Tools to try YPAR/inquiry in your school
An invitation to co-construct space and inquiry together is a powerful one. Multilingual YPAR can be a transformative way of enacting culturally sustaining pedagogies and democratizing your classroom and school. Building solidarity and identity negotiation within the messiness of our co-constructed bilingual space, plus having an authentic pathway to take action, enabled our students to further develop their own critical consciousness and their understandings of themselves as language policy actors, not to mention their data collection, analysis, and synthesis skills –– and their biliteracy!

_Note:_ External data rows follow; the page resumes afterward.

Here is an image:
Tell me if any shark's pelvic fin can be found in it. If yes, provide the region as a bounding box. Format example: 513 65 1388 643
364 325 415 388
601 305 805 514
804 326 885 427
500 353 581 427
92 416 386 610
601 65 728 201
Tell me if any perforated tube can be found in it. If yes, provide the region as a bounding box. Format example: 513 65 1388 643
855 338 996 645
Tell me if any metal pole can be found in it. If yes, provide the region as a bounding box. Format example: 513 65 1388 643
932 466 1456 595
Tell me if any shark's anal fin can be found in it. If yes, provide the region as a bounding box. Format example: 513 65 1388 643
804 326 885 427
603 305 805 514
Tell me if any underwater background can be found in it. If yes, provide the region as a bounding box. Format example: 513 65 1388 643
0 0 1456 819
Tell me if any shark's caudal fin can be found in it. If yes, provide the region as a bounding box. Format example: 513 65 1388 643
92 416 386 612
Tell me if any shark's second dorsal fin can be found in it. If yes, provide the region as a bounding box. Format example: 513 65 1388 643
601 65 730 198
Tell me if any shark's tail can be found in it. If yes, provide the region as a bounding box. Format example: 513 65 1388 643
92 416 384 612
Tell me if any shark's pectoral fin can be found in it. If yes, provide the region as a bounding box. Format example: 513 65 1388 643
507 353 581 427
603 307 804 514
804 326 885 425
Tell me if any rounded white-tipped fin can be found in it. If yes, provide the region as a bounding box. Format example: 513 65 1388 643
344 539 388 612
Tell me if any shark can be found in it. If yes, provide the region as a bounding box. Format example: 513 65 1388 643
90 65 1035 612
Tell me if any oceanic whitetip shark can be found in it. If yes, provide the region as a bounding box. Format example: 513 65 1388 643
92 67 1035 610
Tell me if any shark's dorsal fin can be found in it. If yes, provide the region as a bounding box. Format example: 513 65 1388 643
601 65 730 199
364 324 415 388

Through multilingual YPAR, students engaged in the process of their own becoming, meaning making, and critical consciousness development.
How can you implement something similar in your context?
- Check out resources on school-based YPAR (https://www.schypar.org/), building youth power (https://nepc.colorado.edu/publication/newsletter-youth-power-052124) and the National Equity Project’s resources on Youth-Adult Co-Design Partnerships (https://www.nationalequityproject.org/resources/youth-adult-codesign).
- Check out Carleton College’s multilingual YPAR resources available in English, Spanish, Somali, and Hmong (https://participatoryactionresearch.sites.carleton.edu/).
- For more YPAR resources, check out the YPAR Hubs at UC Berkeley (https://yparhub.berkeley.edu/home) and UC Davis (https://ypar.cfcl.ucdavis.edu/).
- Find partners –– community organizations, multilingual families, universities, CLDE/dual language departments.
- Brainstorm structures in your school where YPAR with multilingual students could happen: a club, an advisory, a heritage language class, a capstone project.
- Let students do a needs assessment and craft the questions they are interested in exploring; try the “question formulation technique” or QFT (https://rightquestion.org/)
- Support students in their inquiry process with tools for research, connections with stakeholders, funding for research trips, etc. For tools to support student inquiry and organizing, check out resources at the Commons Social Change Library (https://commonslibrary.org/)
- Support students in deciding their product: how to disseminate their findings to an authentic audience in a powerful way –– what audience, venue, and method of sharing? A school board meeting, a faculty meeting, a city council meeting? A presentation, video, mural, newsletter, social media campaign, etc.? Some examples of teachers’ and multilingual students’ products can be found on the School Based YPAR website (https://www.schypar.org/general-2).
In our Caminos Project, as facilitators we wondered what happens when we co-create a bilingual space together with students. We found that by sharing and hearing stories, grounding our work in local Chicanx history, and negotiating our individual and collective identities –– in community and in public –– we all furthered the development of our critical consciousness. The methodology of YPAR helped us radically center bilingual students’ co-construction and agency, as well as drive together towards an authentic goal and shared dream. Students’ development of critical consciousness around their bi/multilingual identities became one sustained enactment of linguistic justice.
We hope you will try Youth Participatory Action Research with your students!